ICC To Review Punishment For Ball-Tampering
London: The International Cricket Council will review its punishment for ball-tampering in light of the Australia cheating scandal, and warned the game is in danger unless decisive action is taken.
Cricket Australia has banned captain Steve Smith and vice-captain David Warner from international and domestic cricket for a year while opening batsman Cameron Bancroft was exiled for nine months over the incident during the third Test in South Africa.
Under its current code of conduct, the ICC was unable to impose more than a full-match fine and a one-Test ban on Smith, unlike the more stringent penalty since levied by Cricket Australia.
“We´ve come to realise that the world — not only Australia — regards ball-tampering in a very serious light. It goes to the spirit of the game,” said chief executive David Richardson.
“I must admit this has been an eye-opener for me personally.

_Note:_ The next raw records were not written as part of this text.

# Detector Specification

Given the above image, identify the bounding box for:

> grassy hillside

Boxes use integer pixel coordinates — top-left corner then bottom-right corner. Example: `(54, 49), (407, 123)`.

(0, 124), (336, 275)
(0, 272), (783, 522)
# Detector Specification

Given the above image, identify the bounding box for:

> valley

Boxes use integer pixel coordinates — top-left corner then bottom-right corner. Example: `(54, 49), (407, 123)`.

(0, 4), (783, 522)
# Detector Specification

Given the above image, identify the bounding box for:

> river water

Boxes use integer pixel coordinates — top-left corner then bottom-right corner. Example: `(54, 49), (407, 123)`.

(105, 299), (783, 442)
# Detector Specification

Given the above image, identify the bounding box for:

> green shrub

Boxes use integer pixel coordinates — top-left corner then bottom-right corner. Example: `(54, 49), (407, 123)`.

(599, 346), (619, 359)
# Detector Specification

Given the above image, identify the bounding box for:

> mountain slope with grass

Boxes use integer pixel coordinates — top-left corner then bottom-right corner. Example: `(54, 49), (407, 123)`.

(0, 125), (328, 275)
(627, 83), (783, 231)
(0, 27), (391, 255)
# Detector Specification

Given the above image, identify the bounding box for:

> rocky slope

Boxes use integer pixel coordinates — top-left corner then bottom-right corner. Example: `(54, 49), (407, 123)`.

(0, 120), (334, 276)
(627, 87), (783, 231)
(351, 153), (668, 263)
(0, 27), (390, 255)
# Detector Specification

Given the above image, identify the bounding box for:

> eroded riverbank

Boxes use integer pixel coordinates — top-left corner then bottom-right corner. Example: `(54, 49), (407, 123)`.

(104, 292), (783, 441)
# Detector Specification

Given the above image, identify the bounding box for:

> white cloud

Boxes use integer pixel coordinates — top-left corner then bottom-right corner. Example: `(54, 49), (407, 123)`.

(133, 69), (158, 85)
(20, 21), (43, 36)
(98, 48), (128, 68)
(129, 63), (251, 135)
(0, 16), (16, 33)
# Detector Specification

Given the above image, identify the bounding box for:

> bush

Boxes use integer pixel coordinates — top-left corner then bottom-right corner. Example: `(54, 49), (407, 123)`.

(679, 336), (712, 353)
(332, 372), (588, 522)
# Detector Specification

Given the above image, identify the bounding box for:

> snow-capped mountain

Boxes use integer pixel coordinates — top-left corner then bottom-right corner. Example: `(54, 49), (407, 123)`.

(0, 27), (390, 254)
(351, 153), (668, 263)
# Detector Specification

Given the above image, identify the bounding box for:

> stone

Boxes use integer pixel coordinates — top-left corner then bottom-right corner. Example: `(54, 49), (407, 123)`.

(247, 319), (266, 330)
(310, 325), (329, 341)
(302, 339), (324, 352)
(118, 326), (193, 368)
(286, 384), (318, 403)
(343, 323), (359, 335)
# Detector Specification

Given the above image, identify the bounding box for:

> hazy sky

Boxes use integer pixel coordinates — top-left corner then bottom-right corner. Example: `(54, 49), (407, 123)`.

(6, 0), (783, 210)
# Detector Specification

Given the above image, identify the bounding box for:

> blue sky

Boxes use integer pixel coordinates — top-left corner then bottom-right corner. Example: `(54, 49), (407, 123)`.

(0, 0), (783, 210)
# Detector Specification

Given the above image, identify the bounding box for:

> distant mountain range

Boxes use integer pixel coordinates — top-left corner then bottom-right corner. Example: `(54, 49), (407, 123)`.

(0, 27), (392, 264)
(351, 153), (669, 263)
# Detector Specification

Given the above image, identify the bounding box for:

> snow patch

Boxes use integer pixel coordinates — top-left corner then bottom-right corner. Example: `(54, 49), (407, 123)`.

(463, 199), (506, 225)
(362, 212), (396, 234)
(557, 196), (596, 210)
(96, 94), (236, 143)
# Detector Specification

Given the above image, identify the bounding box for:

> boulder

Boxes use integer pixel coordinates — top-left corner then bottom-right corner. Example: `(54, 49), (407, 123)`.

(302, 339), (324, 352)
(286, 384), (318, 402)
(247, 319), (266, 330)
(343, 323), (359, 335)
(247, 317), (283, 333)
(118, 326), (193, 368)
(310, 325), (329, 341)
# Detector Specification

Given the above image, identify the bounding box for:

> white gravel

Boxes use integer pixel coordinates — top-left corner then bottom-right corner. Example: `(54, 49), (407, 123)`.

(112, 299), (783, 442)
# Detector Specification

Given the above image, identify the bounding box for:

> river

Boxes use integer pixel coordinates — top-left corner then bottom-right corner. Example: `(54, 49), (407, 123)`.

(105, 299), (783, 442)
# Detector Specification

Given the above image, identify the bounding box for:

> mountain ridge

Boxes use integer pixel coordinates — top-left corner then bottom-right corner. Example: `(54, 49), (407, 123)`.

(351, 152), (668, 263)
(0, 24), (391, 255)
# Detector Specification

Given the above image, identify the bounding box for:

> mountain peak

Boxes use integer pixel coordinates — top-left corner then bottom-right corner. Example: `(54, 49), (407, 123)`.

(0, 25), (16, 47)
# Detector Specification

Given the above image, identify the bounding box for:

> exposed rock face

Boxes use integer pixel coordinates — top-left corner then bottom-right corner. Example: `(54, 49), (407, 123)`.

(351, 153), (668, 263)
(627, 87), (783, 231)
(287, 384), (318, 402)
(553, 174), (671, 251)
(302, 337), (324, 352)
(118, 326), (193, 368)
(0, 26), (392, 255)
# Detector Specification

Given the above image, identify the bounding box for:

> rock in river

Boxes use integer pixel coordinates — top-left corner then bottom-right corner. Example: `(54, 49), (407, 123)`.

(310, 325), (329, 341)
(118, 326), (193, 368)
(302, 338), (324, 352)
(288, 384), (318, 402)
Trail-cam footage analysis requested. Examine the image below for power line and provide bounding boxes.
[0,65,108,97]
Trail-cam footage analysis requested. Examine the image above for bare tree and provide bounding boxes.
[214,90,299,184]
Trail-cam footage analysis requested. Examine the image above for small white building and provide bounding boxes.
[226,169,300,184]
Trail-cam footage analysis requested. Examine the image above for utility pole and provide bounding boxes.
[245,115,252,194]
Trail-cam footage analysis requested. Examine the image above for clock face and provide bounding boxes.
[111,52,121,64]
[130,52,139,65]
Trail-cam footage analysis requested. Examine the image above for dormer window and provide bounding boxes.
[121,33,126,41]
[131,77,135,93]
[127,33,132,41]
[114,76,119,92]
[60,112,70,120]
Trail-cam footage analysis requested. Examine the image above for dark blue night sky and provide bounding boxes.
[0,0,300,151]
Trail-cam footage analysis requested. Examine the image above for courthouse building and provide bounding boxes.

We need to look at the penalty imposed, specific to ball-tampering.
“Around the world, ball-tampering is considered cheating… I think we need to look at it again, and this is what has prompted this review.”
The ICC review will look into player behaviour, the spirit in which the game is played and the code of conduct.
Richardson said the exercise, likely to be informed by respected former players such as Australia´s Allan Border, Indian Anil Kumble, Shaun Pollock of South Africa and West Indies´ Courtney Walsh, would be an opportunity to “draw a line in the sand” and address fans´ concerns.
“The reaction all around the world shows us that if we neglect the way the game is played, cricket is itself in danger,” he said.
“We are going to ignore (that) at our peril… we don´t want to leave this lingering, and hope it will all go away.”
Richardson, a former South African wicketkeeper, said cricket had been blighted by bad behaviour in recent weeks including ugly incidents of sledging, dissent against umpires´ decisions and now the ball-tampering episode.
“This has been perhaps one of the worst periods in recent memory for consistently poor player behaviour and the global outcry in relation to the ball tampering is a clear message to cricket: enough is enough,” he wrote in a blog post on the ICC website.
“The spirit of cricket is precious to our sport and so intrinsically linked with good behaviour,” he added. “The turn of phrase ´that´s just not cricket´ is not an accident. We must protect that spirit.”